Ama kimse duymasın bu şehri sevdiğimizi, duymasın kimse bizim Ömer’in şehrin tabelasını neden öptüğünü. Yoksa! Maazallah sevdamız kaçaktan yer cezayı.
Kar yağıyor, biz evlerimizde kaçak sohbetler yapıyoruz.
Hani bedenimize elektrik verilmeseydi belki evlerimizde kaçak elektrik olmayacaktı. Olmayacaktı evimizin tavanında bir kaçak ve kafasından asılı. Kollarım geliyor aklıma Diyarbakır zindanında Filistin askısına gerili, ne hikmetse kaçak bir işkence dolaşıyordu o zaman havalarda. O havalarda Paşalar, Başbakanlar, Cumhurbaşkanları yaşıyordu ama duymuyordu kimse işkence kaçakçısının vicdansızlığını.
Hurma yemek de kaçak!
İsterseniz yemeyi deneyin kovarlar sizi bu cennet şehirden. Hâşâ! Siz Adem Baba değilsiniz ama kovulmak suretiyle benzersiniz oysa yediğiniz hurmadır, yani Allahın Resulü iftar sofrasında onunla açmış orucunu.
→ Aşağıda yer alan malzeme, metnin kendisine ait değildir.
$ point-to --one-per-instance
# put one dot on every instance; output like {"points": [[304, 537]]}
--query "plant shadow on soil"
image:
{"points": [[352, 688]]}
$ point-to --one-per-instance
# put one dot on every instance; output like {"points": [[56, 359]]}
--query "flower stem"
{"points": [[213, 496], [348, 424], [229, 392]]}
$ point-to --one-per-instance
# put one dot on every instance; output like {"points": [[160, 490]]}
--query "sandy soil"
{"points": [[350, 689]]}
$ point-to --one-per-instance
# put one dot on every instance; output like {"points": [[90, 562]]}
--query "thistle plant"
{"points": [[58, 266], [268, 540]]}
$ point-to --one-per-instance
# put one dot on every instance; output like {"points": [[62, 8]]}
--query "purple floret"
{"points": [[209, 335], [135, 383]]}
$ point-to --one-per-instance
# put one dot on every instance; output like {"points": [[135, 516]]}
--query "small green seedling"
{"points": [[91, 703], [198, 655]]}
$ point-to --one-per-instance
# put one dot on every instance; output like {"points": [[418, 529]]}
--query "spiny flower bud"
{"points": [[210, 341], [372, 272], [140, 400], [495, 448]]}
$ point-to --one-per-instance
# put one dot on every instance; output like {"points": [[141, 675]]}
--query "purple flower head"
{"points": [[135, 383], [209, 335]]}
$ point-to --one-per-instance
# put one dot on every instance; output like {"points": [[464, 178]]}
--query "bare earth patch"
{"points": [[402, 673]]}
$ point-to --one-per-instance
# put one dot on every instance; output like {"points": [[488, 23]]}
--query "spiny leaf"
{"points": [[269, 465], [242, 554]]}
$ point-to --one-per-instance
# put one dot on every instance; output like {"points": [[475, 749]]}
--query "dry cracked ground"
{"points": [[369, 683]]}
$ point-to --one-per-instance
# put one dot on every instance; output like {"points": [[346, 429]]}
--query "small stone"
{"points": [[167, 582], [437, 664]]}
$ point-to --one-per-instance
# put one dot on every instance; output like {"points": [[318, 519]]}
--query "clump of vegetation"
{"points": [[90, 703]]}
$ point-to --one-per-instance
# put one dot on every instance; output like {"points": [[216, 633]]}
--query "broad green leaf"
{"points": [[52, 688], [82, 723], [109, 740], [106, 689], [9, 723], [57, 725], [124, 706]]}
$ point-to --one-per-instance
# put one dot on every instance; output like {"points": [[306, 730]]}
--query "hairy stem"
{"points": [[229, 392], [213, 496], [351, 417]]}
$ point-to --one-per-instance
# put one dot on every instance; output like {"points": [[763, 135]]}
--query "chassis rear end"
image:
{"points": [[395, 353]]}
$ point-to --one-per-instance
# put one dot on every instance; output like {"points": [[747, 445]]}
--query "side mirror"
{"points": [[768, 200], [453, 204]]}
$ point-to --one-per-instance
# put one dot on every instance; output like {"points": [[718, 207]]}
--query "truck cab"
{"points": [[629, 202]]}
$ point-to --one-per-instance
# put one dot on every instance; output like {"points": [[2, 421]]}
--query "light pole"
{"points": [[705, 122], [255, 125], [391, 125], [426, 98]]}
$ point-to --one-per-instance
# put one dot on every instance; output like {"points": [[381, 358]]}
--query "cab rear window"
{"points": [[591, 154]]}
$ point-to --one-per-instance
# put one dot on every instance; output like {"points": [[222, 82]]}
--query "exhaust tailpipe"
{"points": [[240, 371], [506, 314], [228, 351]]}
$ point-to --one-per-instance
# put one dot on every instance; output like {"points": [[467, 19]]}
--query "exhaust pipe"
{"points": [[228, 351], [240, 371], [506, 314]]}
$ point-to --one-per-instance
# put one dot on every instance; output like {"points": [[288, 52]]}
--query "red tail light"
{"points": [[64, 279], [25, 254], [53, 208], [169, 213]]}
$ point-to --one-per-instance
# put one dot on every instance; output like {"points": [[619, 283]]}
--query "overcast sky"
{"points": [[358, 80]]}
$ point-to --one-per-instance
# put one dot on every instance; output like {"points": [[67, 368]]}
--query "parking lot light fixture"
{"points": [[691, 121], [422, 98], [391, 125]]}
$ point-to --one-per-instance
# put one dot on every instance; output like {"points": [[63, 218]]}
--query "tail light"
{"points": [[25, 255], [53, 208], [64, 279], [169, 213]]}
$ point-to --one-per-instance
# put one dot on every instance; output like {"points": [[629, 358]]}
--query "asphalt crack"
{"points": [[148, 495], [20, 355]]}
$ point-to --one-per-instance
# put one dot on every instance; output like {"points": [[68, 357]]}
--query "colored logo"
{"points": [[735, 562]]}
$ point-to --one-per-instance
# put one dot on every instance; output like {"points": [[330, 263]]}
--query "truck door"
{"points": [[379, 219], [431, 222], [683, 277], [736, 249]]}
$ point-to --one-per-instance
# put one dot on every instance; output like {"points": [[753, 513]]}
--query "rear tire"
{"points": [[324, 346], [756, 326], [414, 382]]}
Pirinç komünist illerinden biliyorsunuz, ya yerken kominizim bulaşırsa bir yerinize? Demedi demeyin kaçağın en büyüğü kafanıza bulaşacak komünizmdedir ha…
Sri Lanka nere? Çay nere? Yüksekova nere?
Kaçak çayın öyküsü üstündeki buhar gibi salındı buram buram coğrafyaya… Derler ki katır sırtında gelen kaçak çayın tadı gemilerin ambarlarında gelenlerden daha iyidir… İçtim desem yalan olur yalan söylemek bu memlekette katiyen yasak.
Biz içersek ses olur, biz ince belli bardakların dudaklarını öpersek ses olur, biz şehrimizin tabelasını öpersek ses olur… Sesimiz ana dilimize kaçak.
Kaçakçıyız kardaş! Kaçakçıyız!
Çarşı-Pazar kaçak… Dağ-Bayır kaçak…
Ama Ömer’in tabelasını öptüğü gibi kutsalca seviyoruz Yüksekova’yı.
Kar kapatırken yolları aşmak aşk değil elbette. Ama kar kapıya dayananda altı ay aç kalanlara ekmek getirmek mecburi bir kaçakçılık halidir. Aşk yetmez tek başına. Erkelerin ağlaması böyle zamanlarda kaçaktır. Kimse duymasın diye.
Çaresizlik kaçaktır burada.
Çare aramak kaçakçı…
Ama biz çare yok öperiz kentimizin şahdamarını…
Kar yağarken, içimizi bir titreme tutarken, ölmüşken, tabuttayken, kabirdeyken.
Ama en çok içimizi tutulması, ulaşılması zor o sevda sararken.
Yaşamak yangınları söndürmektir çünkü.